Originally Posted by
MacAvoydgeen
Levenberg-Marquardt is an algorithm for optimizing the parameters of nonlinear functions. I'll give you a concrete example of how it's used. When a drug is administered to a rat, the drug gets chemically decomposed in the rat's body over a period of time. Suppose you take periodic blood samples to get a dataset of how much of the drug is left in the body at any one time. From this data, you want to produce a mathematical formula for how much of the drug is left at any one time. The formula depends on the initial dosage of the drug because, e.g., when the dosage is bigger the rat's liver might be unable to process it all or might continue to be strongly effective. So, you've collected the data at number of different dosage levels (using a number of rats) and you want a mathematical formula whereby, if I tell you I've a rat that took X micrograms, Y hours ago, you can tell me by formula how much of the drug is still left in the rat's body. The formula will be nonlinear, because drug metabolism is generally nonlinear. To come up with the formula, you GUESS that the formula is of the form: A*X*e^(B*Y), where e is 2.71818, X and Y are the dosage and time variables that you've empirically collected data for, and A and B are fixed constants whose values are unknown. The Levenberg-Marquardt algorithm will tell you the values for the unknown constants A and B in the formula that best fit the empirical data. This doesn't tell you whether the formula you GUESSED was suitable or not. So you take another guess -- maybe a formula of the form A*e^(B*X/(Y^2)) could be a closer fit. You give this new formula as the input to the Marquardt procedure, along with your empirically collected data, and the procedure returns the values for the constants A and B that optimize this new formula's fit to your data. Do that for several more formulas, using your imagination to come up with new formulas, and eventually you shall keep the formula that fits better than any of the other formulas you could think up of.

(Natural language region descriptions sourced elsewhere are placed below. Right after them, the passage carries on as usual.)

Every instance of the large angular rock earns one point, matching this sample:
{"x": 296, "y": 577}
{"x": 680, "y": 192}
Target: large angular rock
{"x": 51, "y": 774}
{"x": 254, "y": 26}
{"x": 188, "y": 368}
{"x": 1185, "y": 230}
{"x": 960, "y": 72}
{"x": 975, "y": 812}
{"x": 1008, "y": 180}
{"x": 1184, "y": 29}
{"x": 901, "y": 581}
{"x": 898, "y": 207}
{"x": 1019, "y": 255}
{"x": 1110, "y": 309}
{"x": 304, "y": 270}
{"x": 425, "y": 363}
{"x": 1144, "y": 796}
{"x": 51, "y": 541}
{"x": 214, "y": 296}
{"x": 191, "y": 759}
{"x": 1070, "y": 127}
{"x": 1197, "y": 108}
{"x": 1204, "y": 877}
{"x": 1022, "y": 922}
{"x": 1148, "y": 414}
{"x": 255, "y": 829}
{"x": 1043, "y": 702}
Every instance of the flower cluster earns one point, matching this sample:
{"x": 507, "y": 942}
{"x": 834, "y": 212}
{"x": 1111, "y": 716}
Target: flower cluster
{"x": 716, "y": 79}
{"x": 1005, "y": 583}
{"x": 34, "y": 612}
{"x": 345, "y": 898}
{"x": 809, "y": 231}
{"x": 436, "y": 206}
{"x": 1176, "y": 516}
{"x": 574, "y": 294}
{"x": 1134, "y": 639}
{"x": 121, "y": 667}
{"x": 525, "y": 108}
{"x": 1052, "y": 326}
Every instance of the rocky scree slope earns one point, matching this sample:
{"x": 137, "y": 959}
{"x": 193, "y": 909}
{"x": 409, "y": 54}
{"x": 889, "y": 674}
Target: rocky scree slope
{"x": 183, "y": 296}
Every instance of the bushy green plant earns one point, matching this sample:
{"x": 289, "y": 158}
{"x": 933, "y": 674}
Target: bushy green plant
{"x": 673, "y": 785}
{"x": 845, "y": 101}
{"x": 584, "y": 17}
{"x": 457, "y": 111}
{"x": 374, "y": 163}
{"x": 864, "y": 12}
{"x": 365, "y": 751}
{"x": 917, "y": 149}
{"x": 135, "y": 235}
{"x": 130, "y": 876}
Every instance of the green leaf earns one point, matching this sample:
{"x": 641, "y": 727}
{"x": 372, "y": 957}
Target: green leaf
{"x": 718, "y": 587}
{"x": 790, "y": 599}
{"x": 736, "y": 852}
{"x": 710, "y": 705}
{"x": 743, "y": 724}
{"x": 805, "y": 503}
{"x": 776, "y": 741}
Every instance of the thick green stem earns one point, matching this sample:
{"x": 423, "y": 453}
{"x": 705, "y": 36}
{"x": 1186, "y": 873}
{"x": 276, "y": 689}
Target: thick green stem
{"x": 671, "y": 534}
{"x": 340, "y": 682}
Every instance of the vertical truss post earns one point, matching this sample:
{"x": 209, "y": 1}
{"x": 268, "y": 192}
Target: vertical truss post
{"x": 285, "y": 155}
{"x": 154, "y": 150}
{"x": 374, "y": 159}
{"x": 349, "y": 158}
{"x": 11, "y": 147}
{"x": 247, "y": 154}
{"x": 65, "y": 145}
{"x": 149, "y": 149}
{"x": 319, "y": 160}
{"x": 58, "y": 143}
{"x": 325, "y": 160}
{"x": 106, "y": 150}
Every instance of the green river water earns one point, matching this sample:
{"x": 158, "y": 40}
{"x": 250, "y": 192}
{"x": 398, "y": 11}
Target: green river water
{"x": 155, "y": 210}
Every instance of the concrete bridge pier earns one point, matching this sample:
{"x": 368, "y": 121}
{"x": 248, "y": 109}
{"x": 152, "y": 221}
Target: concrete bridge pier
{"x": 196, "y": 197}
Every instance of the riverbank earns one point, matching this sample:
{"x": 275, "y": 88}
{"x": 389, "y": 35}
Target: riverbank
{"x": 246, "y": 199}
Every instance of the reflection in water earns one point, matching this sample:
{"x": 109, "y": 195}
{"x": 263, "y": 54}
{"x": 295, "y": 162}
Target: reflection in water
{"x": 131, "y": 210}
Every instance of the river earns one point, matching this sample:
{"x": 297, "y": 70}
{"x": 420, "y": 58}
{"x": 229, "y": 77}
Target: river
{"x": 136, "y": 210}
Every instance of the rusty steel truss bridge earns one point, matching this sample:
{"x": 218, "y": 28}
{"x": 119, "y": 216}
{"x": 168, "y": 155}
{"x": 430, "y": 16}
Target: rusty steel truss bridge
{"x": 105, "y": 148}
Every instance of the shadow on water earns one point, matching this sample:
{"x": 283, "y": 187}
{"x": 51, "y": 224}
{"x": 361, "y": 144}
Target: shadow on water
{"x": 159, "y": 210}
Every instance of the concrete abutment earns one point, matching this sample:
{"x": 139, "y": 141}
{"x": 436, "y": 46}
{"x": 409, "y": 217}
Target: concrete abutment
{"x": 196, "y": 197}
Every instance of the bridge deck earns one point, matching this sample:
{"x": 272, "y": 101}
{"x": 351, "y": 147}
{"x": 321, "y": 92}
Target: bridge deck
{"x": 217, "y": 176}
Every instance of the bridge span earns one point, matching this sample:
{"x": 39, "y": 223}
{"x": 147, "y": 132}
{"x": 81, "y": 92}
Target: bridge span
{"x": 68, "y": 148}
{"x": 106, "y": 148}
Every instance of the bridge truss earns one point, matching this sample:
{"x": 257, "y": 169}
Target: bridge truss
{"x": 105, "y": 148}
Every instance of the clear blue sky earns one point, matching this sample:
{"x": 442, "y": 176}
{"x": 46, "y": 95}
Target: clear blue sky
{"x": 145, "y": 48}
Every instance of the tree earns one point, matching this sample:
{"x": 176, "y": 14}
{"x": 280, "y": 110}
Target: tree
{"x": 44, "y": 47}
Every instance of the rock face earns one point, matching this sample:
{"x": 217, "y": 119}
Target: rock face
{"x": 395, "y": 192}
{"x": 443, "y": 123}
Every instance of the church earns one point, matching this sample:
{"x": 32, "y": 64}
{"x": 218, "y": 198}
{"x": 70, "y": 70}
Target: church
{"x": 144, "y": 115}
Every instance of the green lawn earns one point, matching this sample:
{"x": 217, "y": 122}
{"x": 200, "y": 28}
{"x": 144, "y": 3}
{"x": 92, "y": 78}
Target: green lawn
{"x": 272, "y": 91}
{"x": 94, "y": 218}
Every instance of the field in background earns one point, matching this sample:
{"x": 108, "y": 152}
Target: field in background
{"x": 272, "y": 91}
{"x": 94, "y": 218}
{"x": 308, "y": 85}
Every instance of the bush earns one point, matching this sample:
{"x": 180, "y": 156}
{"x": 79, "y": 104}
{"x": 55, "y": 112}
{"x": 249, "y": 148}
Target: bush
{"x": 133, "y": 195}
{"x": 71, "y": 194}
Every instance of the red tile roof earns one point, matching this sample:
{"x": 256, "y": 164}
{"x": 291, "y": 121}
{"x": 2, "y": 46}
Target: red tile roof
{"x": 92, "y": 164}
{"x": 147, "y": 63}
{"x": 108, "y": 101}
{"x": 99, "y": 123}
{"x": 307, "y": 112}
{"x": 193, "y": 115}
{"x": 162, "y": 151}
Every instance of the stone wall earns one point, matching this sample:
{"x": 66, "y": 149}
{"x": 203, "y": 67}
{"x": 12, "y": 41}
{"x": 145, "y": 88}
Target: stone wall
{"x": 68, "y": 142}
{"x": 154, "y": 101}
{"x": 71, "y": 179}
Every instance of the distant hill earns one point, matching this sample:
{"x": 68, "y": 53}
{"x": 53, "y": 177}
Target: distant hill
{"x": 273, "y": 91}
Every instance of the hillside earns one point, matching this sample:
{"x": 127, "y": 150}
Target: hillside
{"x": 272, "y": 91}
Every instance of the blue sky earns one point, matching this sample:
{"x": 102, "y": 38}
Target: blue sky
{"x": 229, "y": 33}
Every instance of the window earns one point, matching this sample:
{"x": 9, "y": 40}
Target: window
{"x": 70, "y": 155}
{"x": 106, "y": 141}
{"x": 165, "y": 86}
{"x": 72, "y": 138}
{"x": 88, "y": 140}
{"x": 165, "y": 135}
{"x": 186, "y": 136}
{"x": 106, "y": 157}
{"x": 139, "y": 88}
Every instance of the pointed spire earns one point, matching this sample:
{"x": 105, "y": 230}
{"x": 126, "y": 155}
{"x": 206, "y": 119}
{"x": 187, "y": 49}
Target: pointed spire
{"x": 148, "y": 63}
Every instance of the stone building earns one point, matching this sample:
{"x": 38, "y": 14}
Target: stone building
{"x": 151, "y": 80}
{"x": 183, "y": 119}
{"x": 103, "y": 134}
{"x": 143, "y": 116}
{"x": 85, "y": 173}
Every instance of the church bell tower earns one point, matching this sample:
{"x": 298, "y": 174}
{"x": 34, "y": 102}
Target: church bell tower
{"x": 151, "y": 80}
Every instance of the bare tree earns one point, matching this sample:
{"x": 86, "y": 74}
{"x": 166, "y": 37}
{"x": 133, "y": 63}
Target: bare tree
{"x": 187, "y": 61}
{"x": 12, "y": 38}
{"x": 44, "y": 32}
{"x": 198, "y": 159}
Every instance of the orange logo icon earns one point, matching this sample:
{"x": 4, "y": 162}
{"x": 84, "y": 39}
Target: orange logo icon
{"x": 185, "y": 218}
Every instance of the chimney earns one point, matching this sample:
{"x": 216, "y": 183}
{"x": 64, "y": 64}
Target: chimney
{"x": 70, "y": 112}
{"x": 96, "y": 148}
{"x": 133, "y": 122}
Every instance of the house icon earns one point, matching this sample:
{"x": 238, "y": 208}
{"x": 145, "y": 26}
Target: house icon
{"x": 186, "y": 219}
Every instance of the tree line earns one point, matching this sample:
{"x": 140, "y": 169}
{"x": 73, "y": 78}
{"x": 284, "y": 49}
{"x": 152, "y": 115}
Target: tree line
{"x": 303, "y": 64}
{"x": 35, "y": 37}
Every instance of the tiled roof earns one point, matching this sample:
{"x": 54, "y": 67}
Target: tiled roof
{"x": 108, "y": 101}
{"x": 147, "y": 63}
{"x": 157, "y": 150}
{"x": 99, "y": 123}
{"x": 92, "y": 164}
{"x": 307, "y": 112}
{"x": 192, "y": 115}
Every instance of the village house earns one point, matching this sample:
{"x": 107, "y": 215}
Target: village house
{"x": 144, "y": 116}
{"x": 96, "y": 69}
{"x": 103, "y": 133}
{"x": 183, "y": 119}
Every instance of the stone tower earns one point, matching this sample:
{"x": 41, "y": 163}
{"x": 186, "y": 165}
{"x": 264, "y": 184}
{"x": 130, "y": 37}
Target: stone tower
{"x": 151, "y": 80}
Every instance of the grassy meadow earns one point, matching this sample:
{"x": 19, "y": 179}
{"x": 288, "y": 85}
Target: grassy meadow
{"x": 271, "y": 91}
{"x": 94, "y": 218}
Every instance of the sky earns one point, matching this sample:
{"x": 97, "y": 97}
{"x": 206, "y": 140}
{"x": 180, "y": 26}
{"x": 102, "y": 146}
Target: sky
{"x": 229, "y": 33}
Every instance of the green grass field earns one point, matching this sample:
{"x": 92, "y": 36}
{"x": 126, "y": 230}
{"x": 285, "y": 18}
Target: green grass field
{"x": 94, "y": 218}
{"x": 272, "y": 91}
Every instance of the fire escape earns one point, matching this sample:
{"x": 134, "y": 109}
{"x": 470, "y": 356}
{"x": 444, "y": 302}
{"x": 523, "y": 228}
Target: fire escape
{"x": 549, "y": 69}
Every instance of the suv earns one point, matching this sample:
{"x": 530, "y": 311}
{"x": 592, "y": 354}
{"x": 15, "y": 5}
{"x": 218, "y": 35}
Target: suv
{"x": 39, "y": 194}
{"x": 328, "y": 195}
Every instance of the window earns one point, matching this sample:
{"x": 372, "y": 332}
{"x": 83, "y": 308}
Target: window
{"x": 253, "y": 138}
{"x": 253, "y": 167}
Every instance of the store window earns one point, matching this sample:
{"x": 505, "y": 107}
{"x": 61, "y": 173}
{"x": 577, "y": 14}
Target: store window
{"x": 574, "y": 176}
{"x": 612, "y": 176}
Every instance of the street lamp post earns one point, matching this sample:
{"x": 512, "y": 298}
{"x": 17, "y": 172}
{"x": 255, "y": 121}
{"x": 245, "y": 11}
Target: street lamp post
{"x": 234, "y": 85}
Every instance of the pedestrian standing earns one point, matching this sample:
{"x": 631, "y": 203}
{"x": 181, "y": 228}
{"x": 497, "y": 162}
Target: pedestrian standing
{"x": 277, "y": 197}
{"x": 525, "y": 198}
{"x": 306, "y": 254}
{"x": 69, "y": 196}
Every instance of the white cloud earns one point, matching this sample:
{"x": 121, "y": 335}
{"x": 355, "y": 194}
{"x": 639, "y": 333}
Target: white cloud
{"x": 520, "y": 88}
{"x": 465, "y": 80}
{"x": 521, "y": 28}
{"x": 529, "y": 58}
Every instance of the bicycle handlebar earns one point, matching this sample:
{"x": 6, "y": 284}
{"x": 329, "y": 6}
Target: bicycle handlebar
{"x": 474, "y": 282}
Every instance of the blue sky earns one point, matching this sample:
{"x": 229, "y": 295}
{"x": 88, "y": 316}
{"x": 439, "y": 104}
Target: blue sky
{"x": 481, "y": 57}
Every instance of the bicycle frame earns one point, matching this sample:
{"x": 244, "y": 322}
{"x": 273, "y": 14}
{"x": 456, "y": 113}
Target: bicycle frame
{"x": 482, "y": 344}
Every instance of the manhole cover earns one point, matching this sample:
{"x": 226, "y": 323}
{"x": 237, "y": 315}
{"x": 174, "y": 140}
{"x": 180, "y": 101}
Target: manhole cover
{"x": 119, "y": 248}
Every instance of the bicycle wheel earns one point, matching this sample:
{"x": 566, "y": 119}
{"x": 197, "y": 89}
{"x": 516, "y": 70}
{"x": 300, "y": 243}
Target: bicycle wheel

That is ALL that Marquardt-Levenberg is.
The innards of how Marquardt-Levenberg obtains its output are not easy to learn. It requires good background knowledge in numerical optimization. Most programmers have no need to know it (though I happen to know it myself). I feel very confident in guessing that the whippersnapper diddleydoo hasn't learned it at all, because if he had he wouldn't have made such a gross mistake as to associate it with genetic programming. Genetic programming is profoundly different from numerical optimization programming.